The report says that debates on integration of schooling must factor in experiences of anti-Muslim racism, the importance of Muslim group solidarity as a potentially positive feature of school life and be aware of the ways in which international and national events shape local Muslim experiences within schools
The report seeks to create a more positive perception of Muslim lives in Britain, saying that "Statistics published by the Ministry of Defence in 2012 showed that 650 Muslims serving in the UK armed services. Of these 550 are in the British army, constituting 0.5% of the total."
Rob Berkeley, the Director of The Runnymede Trust — which describes itself as the UK's leading race equality think-tank — said: "Through this publication we hope in some small way to counter the dominant understandings of British Muslim identities where these are based on falsehoods and generalizations, and to highlight the complexities, nuances and diversity of identities among Muslims in Britain. We do this as part of our ongoing project to ensure that our public policy debates and public discussions are based on robust, evidence-based analysis rather than sensationalist, knee-jerk responses."
Among other findings in the report:
- According to the latest census figures, the Muslim population increased from 1.2m to 2.7m between 2001-2011, with the group's share of the population increasing from 3% to 4.8%. The Muslim population is relatively evenly spread through England and Wales.
- There has been a decrease in Muslim segregation, through the spreading out from the biggest Muslim concentrations (e.g. Tower Hamlets) towards neighbouring areas (e.g. Barking and Dagenham)
- Muslim citizenship in the UK is under threat. Since 2003, 21 British nationals who have had their citizenship removed, and all but one or two are Muslim. Sixteen of these were under the current government and at least five were British-born, with one man having lived in the UK for almost 50 years.
- There is a need for an urgent review about funding for voluntary and ethnic minority and faith groups.
- It was found that youth services served a clear purpose as young Somali men expressed desire to not engage in activities associated with risk, e.g. gangs, fighting, drug dealing. However, government funding agendas are stemmed from young Somali men being politically designated as 'high risk'. As a result youth services have negative connotations. In order for these spaces to effectively provide a safe and secure environment for marginalised young people, a move away from negatively loaded 'risk prevention' agendas by the government will be necessary.
- Dominant views of Muslim identity can be challenged and expanded by including Muslim voices in the media. Unity FM, a community radio stations for the Muslim community in Birmingham, provides a space for diverse Muslim voices and messages to come together and change limited notions of community.
The report is accompanied by a film called 'Muslim Multicultures' and a series of recorded conversations which explore the challenges currently facing Muslims in Britain. Participants include Rushanara Ali MP, Humza Yousaf MEP, Yasir Mizra of the Guardian and the graffiti artist Mohammad Ali.

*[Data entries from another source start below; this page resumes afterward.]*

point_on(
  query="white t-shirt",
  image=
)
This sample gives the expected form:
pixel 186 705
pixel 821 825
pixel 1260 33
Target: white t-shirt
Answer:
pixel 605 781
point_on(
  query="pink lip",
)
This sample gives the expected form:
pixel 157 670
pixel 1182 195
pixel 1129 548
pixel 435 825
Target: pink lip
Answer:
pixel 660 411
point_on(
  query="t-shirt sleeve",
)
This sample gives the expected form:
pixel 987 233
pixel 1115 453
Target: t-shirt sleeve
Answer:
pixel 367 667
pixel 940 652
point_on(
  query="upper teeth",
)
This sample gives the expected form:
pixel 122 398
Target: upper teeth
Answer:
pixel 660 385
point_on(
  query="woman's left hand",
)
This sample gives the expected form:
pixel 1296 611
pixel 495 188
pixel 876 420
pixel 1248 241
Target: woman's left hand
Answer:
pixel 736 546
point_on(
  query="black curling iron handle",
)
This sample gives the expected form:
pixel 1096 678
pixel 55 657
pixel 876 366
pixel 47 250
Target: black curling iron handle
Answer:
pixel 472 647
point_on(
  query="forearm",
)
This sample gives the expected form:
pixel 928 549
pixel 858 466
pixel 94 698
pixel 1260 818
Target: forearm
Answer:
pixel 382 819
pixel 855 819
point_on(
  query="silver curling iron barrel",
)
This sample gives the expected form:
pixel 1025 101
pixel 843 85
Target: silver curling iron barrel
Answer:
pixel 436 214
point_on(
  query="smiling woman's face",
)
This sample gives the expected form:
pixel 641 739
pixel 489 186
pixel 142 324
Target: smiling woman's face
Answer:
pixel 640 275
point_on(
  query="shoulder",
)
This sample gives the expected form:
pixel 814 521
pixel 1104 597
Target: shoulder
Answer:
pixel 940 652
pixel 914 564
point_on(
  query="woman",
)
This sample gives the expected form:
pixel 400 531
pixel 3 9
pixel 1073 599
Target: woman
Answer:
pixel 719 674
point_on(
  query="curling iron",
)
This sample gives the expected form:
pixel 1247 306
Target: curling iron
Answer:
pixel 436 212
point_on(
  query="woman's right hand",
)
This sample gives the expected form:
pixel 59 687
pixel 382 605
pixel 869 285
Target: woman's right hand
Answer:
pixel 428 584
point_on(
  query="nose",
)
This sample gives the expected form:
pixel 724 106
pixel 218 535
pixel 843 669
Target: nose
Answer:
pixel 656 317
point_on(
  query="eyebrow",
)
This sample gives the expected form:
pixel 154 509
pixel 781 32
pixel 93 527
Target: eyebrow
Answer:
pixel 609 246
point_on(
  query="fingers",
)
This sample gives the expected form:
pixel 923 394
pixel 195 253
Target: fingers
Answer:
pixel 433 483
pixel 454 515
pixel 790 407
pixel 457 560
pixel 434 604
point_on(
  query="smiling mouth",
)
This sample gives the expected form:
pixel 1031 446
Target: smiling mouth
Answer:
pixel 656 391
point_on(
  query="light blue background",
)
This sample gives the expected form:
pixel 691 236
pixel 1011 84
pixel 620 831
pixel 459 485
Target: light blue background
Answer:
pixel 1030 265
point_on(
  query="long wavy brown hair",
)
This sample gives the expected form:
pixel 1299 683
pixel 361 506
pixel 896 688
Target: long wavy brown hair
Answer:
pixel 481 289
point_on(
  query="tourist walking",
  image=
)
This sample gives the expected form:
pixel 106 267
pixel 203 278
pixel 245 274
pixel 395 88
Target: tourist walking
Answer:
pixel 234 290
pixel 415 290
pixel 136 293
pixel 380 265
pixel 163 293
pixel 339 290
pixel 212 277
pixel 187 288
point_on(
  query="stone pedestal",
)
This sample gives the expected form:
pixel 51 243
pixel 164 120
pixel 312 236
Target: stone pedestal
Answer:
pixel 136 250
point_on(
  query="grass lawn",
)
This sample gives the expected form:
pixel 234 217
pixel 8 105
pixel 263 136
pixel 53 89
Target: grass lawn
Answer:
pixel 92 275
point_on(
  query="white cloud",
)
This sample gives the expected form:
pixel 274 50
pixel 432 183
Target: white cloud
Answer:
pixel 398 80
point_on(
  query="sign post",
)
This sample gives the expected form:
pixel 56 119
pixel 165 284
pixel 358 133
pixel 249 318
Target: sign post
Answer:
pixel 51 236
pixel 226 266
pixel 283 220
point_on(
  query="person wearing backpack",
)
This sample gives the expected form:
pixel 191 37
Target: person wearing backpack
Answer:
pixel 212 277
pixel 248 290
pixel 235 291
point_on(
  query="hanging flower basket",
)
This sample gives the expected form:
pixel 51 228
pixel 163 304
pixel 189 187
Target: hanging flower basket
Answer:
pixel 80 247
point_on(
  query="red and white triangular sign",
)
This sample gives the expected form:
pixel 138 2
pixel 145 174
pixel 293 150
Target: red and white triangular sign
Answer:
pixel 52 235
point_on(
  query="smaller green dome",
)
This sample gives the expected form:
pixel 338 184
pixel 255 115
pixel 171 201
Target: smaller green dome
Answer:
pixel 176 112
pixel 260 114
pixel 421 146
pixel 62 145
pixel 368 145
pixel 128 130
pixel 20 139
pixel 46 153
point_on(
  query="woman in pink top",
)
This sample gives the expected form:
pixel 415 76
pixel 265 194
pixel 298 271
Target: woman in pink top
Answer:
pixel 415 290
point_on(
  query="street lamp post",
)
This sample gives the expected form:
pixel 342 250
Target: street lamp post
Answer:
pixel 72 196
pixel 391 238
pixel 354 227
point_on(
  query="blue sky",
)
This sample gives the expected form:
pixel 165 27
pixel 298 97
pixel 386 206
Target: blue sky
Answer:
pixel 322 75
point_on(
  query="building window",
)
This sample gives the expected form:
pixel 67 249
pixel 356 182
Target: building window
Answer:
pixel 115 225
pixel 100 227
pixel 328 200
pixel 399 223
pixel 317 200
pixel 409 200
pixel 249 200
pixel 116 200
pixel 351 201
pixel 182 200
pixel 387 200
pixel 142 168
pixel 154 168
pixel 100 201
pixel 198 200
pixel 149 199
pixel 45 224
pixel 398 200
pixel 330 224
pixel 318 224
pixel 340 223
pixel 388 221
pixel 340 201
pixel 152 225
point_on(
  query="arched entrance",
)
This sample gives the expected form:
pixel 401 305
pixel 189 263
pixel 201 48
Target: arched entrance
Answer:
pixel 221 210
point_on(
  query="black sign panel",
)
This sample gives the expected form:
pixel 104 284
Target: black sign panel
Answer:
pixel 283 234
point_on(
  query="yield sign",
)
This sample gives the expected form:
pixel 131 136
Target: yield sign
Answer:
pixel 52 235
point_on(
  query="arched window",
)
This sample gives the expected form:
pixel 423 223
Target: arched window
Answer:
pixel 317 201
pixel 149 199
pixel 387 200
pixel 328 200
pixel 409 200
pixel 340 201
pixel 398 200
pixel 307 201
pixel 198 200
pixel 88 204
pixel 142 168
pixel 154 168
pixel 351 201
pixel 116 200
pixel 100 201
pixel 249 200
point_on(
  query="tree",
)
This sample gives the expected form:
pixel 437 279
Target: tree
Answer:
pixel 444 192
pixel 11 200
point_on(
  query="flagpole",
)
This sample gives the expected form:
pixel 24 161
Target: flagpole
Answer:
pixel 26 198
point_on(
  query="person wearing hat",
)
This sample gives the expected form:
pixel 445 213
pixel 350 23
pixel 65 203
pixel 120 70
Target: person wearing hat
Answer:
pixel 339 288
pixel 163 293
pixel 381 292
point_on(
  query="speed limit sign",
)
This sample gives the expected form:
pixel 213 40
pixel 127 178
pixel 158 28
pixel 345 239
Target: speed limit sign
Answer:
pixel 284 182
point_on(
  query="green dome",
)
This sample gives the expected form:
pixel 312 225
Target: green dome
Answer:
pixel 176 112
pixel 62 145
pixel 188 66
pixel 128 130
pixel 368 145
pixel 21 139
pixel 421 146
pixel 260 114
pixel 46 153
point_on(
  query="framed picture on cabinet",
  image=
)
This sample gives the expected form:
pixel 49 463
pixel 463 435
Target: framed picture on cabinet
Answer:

Terry Sanderson, President of the National Secular Society, said: "We welcome any attempt to create better relationships between the many Muslim communities in this country and the mainstream. Whether or not this report has the answers is open to question. For any kind of integration to occur there must be give and take on both sides. We feel strongly that this report should be read alongside Professor Ted Cantle's latest book Interculturalism: The New Era of Cohesion and Diversity."